© INTERNEtf1.fr : Les Français semblent plutôt confiants dans le plan exposé jusqu'à présent par le gouvernement. Vous à la CFDT, sentez-vous naître une inquiétude chez les salariés ?
Jean-Pierre Bompard, délégué confédéral Energie, environnement et développement durable : La France a sans conteste un plan, public et plutôt en avance par rapport aux autres pays de l'Union européenne. Mais, l'apparition de cas humains de la maladie en Turquie, aux portes de l'Europe, et les informations parfois contradictoires en provenance de l'OMS ou de la FAO, ont sans conteste ravivé une inquiétude dans la population. Nous, syndicats, sommes interpellés par notre base. Il faut aussi préciser notre position par rapport à nos voisins européens. Allons-nous leur fournir des antiviraux ou des masques s'ils en font la demande ? Répondre par la négative n'est pas une position tenable. Mais cela ne va-t-il pas réduire l'efficacité de notre plan ? Le gouvernement doit trancher.

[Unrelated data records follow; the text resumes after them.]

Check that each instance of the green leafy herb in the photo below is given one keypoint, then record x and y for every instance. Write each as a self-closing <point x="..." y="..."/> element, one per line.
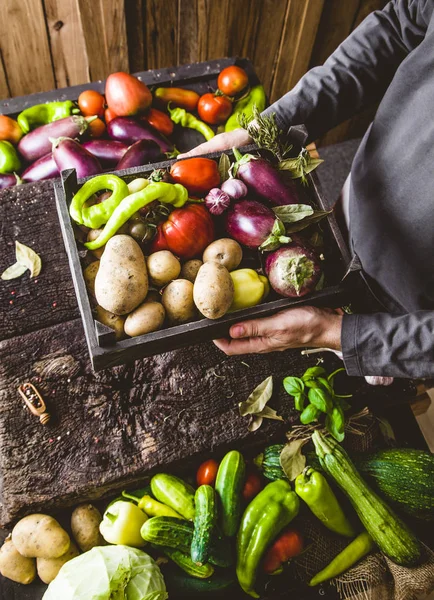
<point x="292" y="460"/>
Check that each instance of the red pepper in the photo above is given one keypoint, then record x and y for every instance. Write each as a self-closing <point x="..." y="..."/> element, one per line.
<point x="286" y="546"/>
<point x="159" y="120"/>
<point x="186" y="233"/>
<point x="198" y="175"/>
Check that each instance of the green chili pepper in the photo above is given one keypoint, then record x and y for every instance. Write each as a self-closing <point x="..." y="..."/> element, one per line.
<point x="268" y="513"/>
<point x="9" y="161"/>
<point x="357" y="549"/>
<point x="314" y="489"/>
<point x="98" y="214"/>
<point x="181" y="117"/>
<point x="175" y="194"/>
<point x="256" y="97"/>
<point x="42" y="114"/>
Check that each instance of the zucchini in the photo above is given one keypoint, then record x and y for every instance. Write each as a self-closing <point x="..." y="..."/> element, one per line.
<point x="174" y="492"/>
<point x="229" y="486"/>
<point x="204" y="523"/>
<point x="186" y="564"/>
<point x="390" y="534"/>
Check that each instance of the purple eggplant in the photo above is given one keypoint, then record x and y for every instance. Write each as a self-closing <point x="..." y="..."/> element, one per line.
<point x="128" y="130"/>
<point x="43" y="168"/>
<point x="256" y="226"/>
<point x="108" y="152"/>
<point x="69" y="154"/>
<point x="37" y="143"/>
<point x="9" y="180"/>
<point x="293" y="270"/>
<point x="264" y="180"/>
<point x="140" y="153"/>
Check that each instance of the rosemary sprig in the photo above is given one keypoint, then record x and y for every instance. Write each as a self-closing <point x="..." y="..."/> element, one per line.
<point x="265" y="133"/>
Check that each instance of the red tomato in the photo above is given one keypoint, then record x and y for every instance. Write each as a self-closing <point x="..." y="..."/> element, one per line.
<point x="159" y="120"/>
<point x="91" y="102"/>
<point x="232" y="80"/>
<point x="109" y="115"/>
<point x="214" y="109"/>
<point x="252" y="486"/>
<point x="198" y="175"/>
<point x="207" y="472"/>
<point x="126" y="95"/>
<point x="188" y="231"/>
<point x="96" y="128"/>
<point x="287" y="545"/>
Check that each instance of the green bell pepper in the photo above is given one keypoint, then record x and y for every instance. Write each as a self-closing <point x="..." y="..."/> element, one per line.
<point x="121" y="524"/>
<point x="268" y="513"/>
<point x="9" y="161"/>
<point x="42" y="114"/>
<point x="312" y="487"/>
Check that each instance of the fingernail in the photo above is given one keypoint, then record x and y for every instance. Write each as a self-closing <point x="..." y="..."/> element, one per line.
<point x="237" y="331"/>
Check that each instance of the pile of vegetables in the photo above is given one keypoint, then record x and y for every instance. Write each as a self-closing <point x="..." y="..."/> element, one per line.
<point x="225" y="525"/>
<point x="129" y="127"/>
<point x="191" y="242"/>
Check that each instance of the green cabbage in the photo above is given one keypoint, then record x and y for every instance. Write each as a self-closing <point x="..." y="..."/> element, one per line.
<point x="109" y="573"/>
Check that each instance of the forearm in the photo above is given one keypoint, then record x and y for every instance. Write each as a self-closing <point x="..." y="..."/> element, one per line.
<point x="389" y="345"/>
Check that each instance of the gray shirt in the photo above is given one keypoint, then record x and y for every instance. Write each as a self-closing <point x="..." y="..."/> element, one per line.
<point x="388" y="58"/>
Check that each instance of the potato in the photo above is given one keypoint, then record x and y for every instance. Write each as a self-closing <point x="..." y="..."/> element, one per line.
<point x="48" y="568"/>
<point x="40" y="536"/>
<point x="14" y="566"/>
<point x="178" y="301"/>
<point x="92" y="235"/>
<point x="85" y="521"/>
<point x="90" y="275"/>
<point x="114" y="321"/>
<point x="121" y="283"/>
<point x="163" y="266"/>
<point x="213" y="290"/>
<point x="225" y="251"/>
<point x="190" y="269"/>
<point x="146" y="318"/>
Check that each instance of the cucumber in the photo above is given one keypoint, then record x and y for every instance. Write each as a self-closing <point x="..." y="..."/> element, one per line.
<point x="174" y="492"/>
<point x="204" y="523"/>
<point x="390" y="534"/>
<point x="229" y="486"/>
<point x="186" y="564"/>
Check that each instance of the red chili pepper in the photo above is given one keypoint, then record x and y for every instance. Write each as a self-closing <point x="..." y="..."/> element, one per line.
<point x="159" y="120"/>
<point x="287" y="545"/>
<point x="198" y="175"/>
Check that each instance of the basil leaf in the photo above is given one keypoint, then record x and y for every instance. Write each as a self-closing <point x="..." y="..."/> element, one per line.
<point x="292" y="460"/>
<point x="294" y="386"/>
<point x="257" y="400"/>
<point x="321" y="400"/>
<point x="291" y="213"/>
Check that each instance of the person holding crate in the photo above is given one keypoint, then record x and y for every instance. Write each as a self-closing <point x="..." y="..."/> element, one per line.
<point x="389" y="58"/>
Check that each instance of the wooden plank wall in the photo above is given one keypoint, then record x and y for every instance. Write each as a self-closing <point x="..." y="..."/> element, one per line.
<point x="56" y="43"/>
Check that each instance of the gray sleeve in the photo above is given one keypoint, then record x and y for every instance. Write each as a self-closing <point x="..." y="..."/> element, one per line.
<point x="389" y="345"/>
<point x="358" y="73"/>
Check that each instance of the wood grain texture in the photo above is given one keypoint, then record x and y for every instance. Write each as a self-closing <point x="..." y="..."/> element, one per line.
<point x="70" y="61"/>
<point x="24" y="47"/>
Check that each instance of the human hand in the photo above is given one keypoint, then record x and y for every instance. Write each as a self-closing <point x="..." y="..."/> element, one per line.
<point x="292" y="328"/>
<point x="223" y="141"/>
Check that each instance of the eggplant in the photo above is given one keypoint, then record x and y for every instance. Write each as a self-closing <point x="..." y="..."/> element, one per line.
<point x="128" y="130"/>
<point x="69" y="154"/>
<point x="264" y="180"/>
<point x="108" y="152"/>
<point x="43" y="168"/>
<point x="9" y="180"/>
<point x="37" y="143"/>
<point x="293" y="270"/>
<point x="140" y="153"/>
<point x="254" y="225"/>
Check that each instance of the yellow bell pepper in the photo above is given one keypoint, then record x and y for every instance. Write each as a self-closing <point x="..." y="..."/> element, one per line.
<point x="250" y="289"/>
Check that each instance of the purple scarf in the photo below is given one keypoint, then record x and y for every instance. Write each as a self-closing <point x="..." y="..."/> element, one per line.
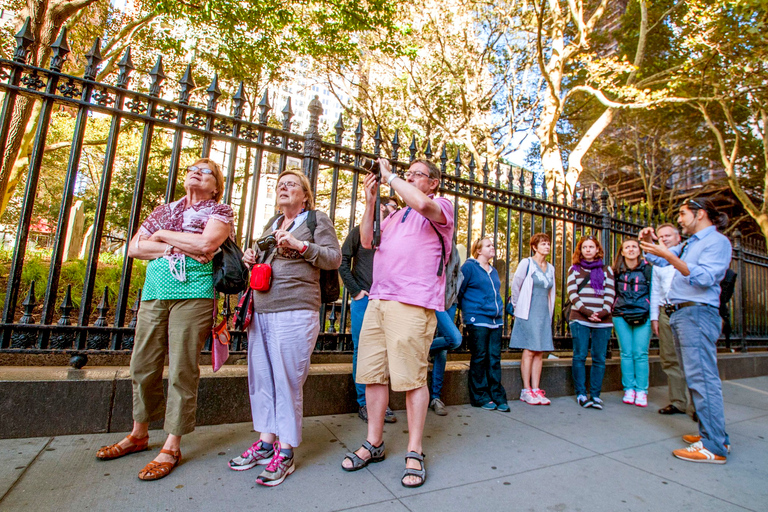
<point x="596" y="274"/>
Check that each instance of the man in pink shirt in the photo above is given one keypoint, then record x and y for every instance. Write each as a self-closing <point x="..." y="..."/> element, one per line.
<point x="408" y="287"/>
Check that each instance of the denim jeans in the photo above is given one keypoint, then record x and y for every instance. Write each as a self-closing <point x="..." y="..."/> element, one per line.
<point x="581" y="337"/>
<point x="448" y="338"/>
<point x="696" y="329"/>
<point x="633" y="345"/>
<point x="357" y="312"/>
<point x="485" y="366"/>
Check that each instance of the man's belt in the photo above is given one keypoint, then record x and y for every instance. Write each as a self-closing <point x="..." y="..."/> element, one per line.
<point x="671" y="308"/>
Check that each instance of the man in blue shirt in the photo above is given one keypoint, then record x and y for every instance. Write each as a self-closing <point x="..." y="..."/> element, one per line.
<point x="694" y="297"/>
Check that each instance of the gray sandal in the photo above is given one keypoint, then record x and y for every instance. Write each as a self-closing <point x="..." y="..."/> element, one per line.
<point x="377" y="455"/>
<point x="421" y="473"/>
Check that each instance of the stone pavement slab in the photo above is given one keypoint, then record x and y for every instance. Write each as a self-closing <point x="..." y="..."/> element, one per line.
<point x="15" y="456"/>
<point x="560" y="457"/>
<point x="594" y="484"/>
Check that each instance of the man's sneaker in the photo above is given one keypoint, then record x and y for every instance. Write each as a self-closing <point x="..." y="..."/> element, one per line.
<point x="697" y="453"/>
<point x="528" y="397"/>
<point x="693" y="438"/>
<point x="278" y="468"/>
<point x="543" y="400"/>
<point x="438" y="406"/>
<point x="254" y="456"/>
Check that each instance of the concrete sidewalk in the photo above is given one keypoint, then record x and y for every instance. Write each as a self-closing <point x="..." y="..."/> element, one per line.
<point x="559" y="458"/>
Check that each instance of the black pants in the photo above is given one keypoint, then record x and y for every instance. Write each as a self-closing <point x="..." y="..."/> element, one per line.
<point x="485" y="366"/>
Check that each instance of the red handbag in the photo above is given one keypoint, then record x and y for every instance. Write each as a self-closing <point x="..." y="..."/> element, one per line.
<point x="261" y="277"/>
<point x="261" y="273"/>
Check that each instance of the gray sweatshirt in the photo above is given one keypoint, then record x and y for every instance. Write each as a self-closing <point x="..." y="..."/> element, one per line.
<point x="296" y="276"/>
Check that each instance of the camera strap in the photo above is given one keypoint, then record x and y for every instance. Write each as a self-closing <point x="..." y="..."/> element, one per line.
<point x="267" y="257"/>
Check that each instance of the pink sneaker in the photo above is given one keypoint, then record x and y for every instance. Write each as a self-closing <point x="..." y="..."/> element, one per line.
<point x="277" y="470"/>
<point x="543" y="400"/>
<point x="528" y="397"/>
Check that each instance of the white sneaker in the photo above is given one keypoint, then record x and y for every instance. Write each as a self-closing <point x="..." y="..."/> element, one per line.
<point x="256" y="455"/>
<point x="543" y="400"/>
<point x="528" y="397"/>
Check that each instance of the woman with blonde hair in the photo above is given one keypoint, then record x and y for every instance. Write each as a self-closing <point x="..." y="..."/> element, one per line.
<point x="482" y="310"/>
<point x="631" y="320"/>
<point x="284" y="326"/>
<point x="176" y="313"/>
<point x="533" y="295"/>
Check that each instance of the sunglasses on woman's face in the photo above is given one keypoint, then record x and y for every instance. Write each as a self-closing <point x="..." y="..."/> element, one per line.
<point x="203" y="170"/>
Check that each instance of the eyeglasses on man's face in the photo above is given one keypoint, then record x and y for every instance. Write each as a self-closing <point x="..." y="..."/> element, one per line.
<point x="202" y="170"/>
<point x="288" y="185"/>
<point x="415" y="174"/>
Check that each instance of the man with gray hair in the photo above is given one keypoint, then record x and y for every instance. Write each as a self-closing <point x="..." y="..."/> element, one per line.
<point x="679" y="398"/>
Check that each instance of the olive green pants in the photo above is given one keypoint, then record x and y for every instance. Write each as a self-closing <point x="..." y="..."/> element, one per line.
<point x="179" y="329"/>
<point x="678" y="389"/>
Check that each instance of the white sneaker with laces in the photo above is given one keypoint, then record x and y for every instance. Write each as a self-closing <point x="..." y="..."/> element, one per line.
<point x="528" y="397"/>
<point x="543" y="400"/>
<point x="256" y="455"/>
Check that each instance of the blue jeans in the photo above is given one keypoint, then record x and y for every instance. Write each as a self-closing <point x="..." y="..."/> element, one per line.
<point x="485" y="366"/>
<point x="448" y="338"/>
<point x="581" y="336"/>
<point x="633" y="345"/>
<point x="357" y="312"/>
<point x="695" y="330"/>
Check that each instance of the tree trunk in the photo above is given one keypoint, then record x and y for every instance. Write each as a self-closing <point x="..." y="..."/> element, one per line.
<point x="47" y="17"/>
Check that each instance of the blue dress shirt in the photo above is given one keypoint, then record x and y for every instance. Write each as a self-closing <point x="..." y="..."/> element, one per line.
<point x="708" y="256"/>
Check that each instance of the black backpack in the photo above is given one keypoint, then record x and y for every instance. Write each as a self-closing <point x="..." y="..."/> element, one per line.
<point x="230" y="275"/>
<point x="633" y="294"/>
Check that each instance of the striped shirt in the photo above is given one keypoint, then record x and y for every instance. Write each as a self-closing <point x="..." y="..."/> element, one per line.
<point x="586" y="301"/>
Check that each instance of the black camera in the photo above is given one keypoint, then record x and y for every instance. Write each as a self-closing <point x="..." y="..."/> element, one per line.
<point x="371" y="166"/>
<point x="267" y="242"/>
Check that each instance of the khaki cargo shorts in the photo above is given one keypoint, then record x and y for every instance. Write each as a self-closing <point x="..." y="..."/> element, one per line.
<point x="394" y="344"/>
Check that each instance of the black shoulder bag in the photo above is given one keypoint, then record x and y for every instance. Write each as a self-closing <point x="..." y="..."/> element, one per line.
<point x="230" y="275"/>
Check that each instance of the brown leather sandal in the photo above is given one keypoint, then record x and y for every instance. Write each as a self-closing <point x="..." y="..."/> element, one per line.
<point x="115" y="451"/>
<point x="157" y="470"/>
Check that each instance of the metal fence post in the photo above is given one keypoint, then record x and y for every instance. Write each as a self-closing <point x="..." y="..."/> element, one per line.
<point x="312" y="142"/>
<point x="605" y="234"/>
<point x="738" y="299"/>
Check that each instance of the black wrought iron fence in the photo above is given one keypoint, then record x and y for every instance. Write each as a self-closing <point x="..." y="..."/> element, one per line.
<point x="503" y="201"/>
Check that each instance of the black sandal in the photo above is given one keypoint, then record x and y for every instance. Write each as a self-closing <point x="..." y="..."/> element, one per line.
<point x="421" y="473"/>
<point x="377" y="455"/>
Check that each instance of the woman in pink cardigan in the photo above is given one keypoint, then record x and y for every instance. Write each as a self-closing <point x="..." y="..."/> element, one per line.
<point x="533" y="295"/>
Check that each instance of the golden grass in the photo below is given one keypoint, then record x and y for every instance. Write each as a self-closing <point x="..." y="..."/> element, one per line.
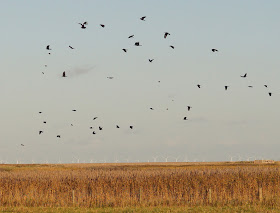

tf1.fr : Vous considérez-vous suffisamment informés par le gouvernement ?
J.-P. B. : Non. La CFDT a relancé par courrier les diverses autorités du gouvernement impliquées dans la gestion de ce dossier, à savoir le ministre de la Santé, celui de l'Agriculture et celui des Affaires étrangères. Les partenaires sociaux avaient été informés avant Noël par le ministère de l'Agriculture. Nous nous étions convenus de mettre en place quelque chose au cas où se poserait un problème lié à l'épizootie. Ce quelque chose n'a pas vu le jour. Nous souhaiterions être informés de la même manière que l'ont été mercredi les membres de la mission parlementaire par le ministre de la Santé, Xavier Bertrand. Nous voudrions aussi rencontrer le ministre de la Santé. Il n'y pas de "secret défense" en la matière. Nous voudrions aussi savoir qui, des trois ministres, est le vrai pilote ?
tf1.fr : De nombreuses entreprises se préparent et préparent leurs salariés aux divers risques, des plus bénins aux plus tragiques, liés à la grippe aviaire. Quelle est la position de la CFDT ?
J.-P. B. : C'est à la fois une bonne chose et aussi porteur de déséquilibres et d'inégalités. Celles qui peuvent financièrement et qui anticipent un rôle stratégique ont une démarche positive. Mais cette dernière doit être coordonnée par la puissance publique pour éviter que les entreprises de faible surface financière ne puissent être à la hauteur des enjeux. Devant une catastrophe sanitaire sans précédent et donc sans culture dans notre pays, il doit y avoir en lien avec l'État, une coordination réelle de tous les acteurs sociaux. A ce jour et devant les incertitudes de prise en charge, la publicité n'est pas du ressort de chacun.
tf1.fr : Qu'attendez-vous concrètement du gouvernement ?
J.-P. B. : La parole publique est indispensable. Le gouvernement doit au plus tôt préciser la déclinaison de son plan, dans le respect du tripartisme, c'est-à-dire en consultant les syndicats. Le plan doit être précisé secteur par secteur par des accords négociés avec les partenaires sociaux, en commençant par les hôpitaux et les filières les plus exposées. Mais on ne peut pas se tenir à cela, car une crise bouleverserait la vie de tas de salariés. La décentralisation de la réflexion est également indispensable et les collectivités territoriales doivent venir autour de la table. Et il faut faire cela vite. La grippe aviaire, c'est l'actualité. Nous sommes dans l'urgence.